Employers Are Adapting Quickly

Markets often react faster than educational institutions. Since the launch of ChatGPT, entry-level job listings in the United Kingdom have dropped by about a third. In the United States, several states are removing degree requirements from public-sector roles. For example, in Maryland, the share of state-government job ads requiring a degree fell from roughly 68% to 53% between 2022 and 2024.

Economically, this shift reflects how employers are repricing labor due to AI’s ability to substitute for many routine tasks previously performed by graduates. If a chatbot can complete the work at near-zero marginal cost, the wage premium for junior analysts diminishes.

However, not all knowledge is equally affected. Economists such as David Autor and Daron Acemoglu highlight that technology substitutes for some tasks while complementing others. Codifiable knowledge – structured, rule-based material like tax codes or contract templates – is at risk of being replaced by AI. On the other hand, tacit knowledge – contextual skills such as leading a team through conflict – remains valuable and may even increase in value.

What Is Scarce Now?

Herbert Simon, a Nobel Prize-winning economist and cognitive scientist, once said, “A wealth of information creates a poverty of attention.” When facts become abundant and cheap, our limited capacity to filter, judge, and apply them becomes the real bottleneck.

This means that the scarcity today lies not in information itself, but in what machines still struggle to replicate: focused attention, sound judgment, strong ethics, creativity, and collaboration. These human qualities are the true assets in the current market.

I refer to these capabilities as the C.R.E.A.T.E.R. framework:

  • Critical thinking – asking smart questions and identifying weak arguments
  • Resilience and adaptability – staying steady when everything changes
  • Emotional intelligence – understanding people and leading with empathy
  • Accountability and ethics – taking responsibility for difficult decisions
  • Teamwork and collaboration – working well with people who think differently
  • Entrepreneurial creativity – seeing gaps and building new solutions
  • Reflection and lifelong learning – staying curious and ready to grow

These skills are the genuine scarcity in today’s market. They act as complements to AI rather than substitutes, which is why their wage returns remain stable or even increase.

What Universities Can Do

Universities must rethink their approach in light of these changes. Here are some steps they can take:

  1. Audit courses – if AI can already score highly on an exam, the value of teaching that content is near zero. Focus assessments on judgment and synthesis instead.
  2. Reinvest in the learning experience – allocate resources to coached projects, real-world simulations, and ethical decision labs where AI is a tool, not the main performer.
  3. Credential what matters – develop micro-credentials for skills like collaboration, initiative, and ethical reasoning.
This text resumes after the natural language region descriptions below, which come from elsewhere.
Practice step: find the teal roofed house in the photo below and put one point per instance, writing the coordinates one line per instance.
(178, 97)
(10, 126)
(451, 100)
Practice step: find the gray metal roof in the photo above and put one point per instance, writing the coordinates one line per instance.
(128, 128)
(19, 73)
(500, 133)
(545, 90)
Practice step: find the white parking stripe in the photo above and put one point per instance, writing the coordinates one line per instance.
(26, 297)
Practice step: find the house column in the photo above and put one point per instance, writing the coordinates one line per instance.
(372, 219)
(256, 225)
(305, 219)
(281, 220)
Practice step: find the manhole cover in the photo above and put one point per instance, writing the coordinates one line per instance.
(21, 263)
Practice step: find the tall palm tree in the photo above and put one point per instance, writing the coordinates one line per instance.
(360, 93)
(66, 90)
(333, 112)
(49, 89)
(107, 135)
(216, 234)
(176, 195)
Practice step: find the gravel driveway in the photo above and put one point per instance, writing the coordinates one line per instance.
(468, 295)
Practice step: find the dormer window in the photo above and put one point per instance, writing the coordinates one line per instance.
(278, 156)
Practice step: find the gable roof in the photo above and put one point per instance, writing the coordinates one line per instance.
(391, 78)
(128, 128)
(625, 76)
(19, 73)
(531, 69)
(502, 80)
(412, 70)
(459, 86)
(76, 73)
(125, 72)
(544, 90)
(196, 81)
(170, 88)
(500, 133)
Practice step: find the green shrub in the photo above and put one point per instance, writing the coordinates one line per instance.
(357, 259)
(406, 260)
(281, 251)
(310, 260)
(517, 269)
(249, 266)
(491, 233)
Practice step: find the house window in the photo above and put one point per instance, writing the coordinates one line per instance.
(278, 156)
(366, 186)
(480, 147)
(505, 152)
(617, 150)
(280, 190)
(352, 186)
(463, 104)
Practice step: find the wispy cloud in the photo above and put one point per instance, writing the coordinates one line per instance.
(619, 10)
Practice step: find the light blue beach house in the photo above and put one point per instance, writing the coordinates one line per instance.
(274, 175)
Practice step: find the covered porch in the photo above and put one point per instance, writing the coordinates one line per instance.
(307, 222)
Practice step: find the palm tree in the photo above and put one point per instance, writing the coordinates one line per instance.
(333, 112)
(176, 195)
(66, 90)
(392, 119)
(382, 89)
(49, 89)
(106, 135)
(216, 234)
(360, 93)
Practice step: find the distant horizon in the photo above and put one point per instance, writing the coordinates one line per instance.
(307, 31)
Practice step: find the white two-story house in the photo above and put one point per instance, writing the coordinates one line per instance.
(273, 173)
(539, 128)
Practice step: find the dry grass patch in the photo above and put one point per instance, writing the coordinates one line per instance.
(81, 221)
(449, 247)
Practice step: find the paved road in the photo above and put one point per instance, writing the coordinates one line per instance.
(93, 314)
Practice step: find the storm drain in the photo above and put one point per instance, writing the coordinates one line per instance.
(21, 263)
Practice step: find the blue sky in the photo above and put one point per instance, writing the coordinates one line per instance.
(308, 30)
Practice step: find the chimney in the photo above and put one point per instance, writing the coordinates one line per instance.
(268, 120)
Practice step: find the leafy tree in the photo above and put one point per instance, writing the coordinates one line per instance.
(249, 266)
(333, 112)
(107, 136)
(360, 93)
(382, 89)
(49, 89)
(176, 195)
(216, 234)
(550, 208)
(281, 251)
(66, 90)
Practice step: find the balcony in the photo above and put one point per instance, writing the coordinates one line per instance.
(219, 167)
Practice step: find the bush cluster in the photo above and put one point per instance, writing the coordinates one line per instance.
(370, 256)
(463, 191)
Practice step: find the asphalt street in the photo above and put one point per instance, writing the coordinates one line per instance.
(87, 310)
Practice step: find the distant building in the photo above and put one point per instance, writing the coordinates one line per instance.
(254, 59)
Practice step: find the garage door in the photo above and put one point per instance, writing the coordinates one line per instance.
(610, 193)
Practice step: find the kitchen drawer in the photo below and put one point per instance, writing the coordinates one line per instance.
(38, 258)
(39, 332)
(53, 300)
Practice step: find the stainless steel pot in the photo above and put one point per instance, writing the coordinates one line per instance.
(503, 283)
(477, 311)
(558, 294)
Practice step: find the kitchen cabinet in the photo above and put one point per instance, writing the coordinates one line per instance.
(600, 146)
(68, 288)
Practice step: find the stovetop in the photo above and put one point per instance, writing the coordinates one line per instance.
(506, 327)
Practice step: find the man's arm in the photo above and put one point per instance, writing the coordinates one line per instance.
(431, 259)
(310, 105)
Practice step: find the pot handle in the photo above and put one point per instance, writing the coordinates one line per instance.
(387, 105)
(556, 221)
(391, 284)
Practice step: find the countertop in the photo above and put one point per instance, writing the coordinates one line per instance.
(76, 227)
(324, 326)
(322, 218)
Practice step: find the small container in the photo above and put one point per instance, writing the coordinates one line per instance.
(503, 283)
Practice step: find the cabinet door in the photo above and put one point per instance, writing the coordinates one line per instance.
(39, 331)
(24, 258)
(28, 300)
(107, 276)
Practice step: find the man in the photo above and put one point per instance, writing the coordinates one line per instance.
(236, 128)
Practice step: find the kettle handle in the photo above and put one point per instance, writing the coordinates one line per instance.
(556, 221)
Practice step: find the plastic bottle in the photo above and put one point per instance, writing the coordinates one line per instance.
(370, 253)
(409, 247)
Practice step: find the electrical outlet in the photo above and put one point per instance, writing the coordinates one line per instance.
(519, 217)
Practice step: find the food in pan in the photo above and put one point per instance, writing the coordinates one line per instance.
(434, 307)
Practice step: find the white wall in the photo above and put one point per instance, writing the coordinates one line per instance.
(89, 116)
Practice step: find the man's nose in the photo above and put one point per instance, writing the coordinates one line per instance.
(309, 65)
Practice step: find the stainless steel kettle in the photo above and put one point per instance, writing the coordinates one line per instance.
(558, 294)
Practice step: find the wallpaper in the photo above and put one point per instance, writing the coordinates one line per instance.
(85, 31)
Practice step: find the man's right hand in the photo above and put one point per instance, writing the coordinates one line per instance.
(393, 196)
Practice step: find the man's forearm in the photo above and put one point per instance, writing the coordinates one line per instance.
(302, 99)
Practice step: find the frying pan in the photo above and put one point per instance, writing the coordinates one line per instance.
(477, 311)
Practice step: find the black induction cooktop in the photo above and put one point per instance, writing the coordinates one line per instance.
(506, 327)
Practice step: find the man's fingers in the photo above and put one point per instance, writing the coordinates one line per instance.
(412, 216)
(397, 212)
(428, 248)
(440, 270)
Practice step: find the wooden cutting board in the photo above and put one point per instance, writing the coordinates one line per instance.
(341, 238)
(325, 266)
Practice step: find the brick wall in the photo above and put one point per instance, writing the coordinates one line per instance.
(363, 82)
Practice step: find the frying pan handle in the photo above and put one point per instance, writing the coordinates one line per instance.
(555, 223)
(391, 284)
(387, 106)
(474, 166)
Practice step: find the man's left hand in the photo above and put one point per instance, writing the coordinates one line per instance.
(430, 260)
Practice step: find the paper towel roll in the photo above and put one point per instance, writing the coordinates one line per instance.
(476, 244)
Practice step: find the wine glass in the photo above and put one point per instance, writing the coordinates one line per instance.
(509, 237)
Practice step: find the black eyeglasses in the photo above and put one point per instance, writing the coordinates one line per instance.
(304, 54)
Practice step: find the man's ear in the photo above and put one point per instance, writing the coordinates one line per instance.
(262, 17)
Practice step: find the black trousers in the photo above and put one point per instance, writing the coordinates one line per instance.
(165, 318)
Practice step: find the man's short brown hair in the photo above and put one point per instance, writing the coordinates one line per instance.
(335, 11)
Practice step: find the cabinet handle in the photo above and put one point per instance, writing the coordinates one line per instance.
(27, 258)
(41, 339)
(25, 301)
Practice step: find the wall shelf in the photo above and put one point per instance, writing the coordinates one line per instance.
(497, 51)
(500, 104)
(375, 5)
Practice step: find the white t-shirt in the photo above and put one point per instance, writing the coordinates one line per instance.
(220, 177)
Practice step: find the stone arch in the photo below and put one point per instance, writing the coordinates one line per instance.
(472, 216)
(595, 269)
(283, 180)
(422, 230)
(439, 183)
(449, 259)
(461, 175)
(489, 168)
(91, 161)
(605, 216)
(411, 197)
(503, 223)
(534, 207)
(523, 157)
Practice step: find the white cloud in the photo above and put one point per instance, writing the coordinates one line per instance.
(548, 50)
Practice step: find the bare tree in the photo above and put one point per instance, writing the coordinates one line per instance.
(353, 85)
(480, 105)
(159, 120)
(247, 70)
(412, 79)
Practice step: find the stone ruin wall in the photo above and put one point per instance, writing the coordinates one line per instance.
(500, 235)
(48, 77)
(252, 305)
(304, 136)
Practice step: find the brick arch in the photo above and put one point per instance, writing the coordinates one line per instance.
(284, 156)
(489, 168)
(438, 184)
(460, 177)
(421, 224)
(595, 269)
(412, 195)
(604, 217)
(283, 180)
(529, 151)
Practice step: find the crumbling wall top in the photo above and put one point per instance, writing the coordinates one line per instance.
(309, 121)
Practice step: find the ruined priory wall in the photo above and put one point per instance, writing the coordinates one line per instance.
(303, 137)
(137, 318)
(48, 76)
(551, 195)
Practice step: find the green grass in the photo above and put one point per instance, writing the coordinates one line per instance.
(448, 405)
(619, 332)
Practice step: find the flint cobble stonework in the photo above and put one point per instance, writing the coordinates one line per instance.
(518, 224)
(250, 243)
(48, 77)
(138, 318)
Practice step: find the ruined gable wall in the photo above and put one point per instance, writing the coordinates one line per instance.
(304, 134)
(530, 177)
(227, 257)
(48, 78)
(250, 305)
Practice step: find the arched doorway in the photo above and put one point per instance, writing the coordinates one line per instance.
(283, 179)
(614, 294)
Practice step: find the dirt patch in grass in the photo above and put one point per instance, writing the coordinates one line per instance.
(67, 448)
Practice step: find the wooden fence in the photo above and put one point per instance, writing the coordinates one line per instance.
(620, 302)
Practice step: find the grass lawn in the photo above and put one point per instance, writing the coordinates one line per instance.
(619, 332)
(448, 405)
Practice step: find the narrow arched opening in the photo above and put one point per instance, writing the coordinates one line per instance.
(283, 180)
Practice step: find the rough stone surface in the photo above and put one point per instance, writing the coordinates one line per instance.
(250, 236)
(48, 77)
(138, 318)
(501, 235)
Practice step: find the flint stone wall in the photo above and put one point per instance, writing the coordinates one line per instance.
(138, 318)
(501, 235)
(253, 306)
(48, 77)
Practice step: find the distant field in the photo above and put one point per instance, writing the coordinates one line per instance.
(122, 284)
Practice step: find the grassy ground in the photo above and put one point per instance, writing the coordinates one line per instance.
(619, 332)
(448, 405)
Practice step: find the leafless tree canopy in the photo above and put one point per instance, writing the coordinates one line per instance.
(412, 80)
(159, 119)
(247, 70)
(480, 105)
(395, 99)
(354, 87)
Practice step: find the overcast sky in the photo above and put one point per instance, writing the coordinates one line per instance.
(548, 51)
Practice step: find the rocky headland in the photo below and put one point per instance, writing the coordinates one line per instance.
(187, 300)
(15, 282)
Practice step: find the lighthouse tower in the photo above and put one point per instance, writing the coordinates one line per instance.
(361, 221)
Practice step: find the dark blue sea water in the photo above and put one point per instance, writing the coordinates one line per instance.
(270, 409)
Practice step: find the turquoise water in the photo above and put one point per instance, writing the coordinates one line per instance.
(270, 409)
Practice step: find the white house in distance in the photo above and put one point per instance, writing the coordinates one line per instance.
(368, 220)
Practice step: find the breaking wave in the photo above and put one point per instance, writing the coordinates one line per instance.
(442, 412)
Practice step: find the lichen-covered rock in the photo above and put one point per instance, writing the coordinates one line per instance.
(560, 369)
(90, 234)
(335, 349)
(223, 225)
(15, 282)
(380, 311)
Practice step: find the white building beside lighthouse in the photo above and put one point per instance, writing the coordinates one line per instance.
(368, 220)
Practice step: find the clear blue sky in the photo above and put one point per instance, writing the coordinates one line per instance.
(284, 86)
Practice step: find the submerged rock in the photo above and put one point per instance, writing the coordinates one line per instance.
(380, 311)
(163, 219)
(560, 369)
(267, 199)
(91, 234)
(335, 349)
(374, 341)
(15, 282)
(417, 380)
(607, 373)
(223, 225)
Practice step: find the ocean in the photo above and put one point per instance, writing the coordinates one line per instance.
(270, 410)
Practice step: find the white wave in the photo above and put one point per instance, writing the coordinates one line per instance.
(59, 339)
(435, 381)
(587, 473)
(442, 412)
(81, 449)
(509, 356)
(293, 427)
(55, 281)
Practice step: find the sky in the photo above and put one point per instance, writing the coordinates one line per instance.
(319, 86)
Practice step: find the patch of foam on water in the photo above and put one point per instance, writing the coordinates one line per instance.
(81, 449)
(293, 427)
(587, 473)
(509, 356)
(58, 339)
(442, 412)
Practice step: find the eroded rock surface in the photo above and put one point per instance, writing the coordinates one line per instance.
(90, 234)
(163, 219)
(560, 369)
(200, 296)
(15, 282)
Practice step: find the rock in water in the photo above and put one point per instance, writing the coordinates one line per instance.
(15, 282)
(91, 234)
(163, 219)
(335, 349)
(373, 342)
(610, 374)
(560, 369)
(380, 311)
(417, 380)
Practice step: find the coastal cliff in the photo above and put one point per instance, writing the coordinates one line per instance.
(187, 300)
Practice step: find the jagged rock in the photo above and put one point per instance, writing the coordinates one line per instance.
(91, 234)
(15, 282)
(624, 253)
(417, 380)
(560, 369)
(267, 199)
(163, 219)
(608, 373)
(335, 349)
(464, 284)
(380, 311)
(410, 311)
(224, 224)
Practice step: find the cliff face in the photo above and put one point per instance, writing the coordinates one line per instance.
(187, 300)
These signals show employers that students are AI complements, not substitutes.
  4. Work with industry collaboratively – invite employers to co-design assessments, not dictate them. A good partnership should function like a design studio, not a boardroom order sheet. Academics bring expertise and rigor, employers provide real-world use cases, and students help test and refine ideas.

Universities can no longer rely on the scarcity of curated and credentialed information to set the price. Their competitive advantage now lies in cultivating human skills that complement AI. If they do not adapt, the market – including students and employers – will move on without them.

The opportunity is clear: shift the focus from content delivery to judgment formation. Teach students how to think with, not against, intelligent machines. The old model, which priced knowledge as a scarce good, is already slipping below its economic break-even point.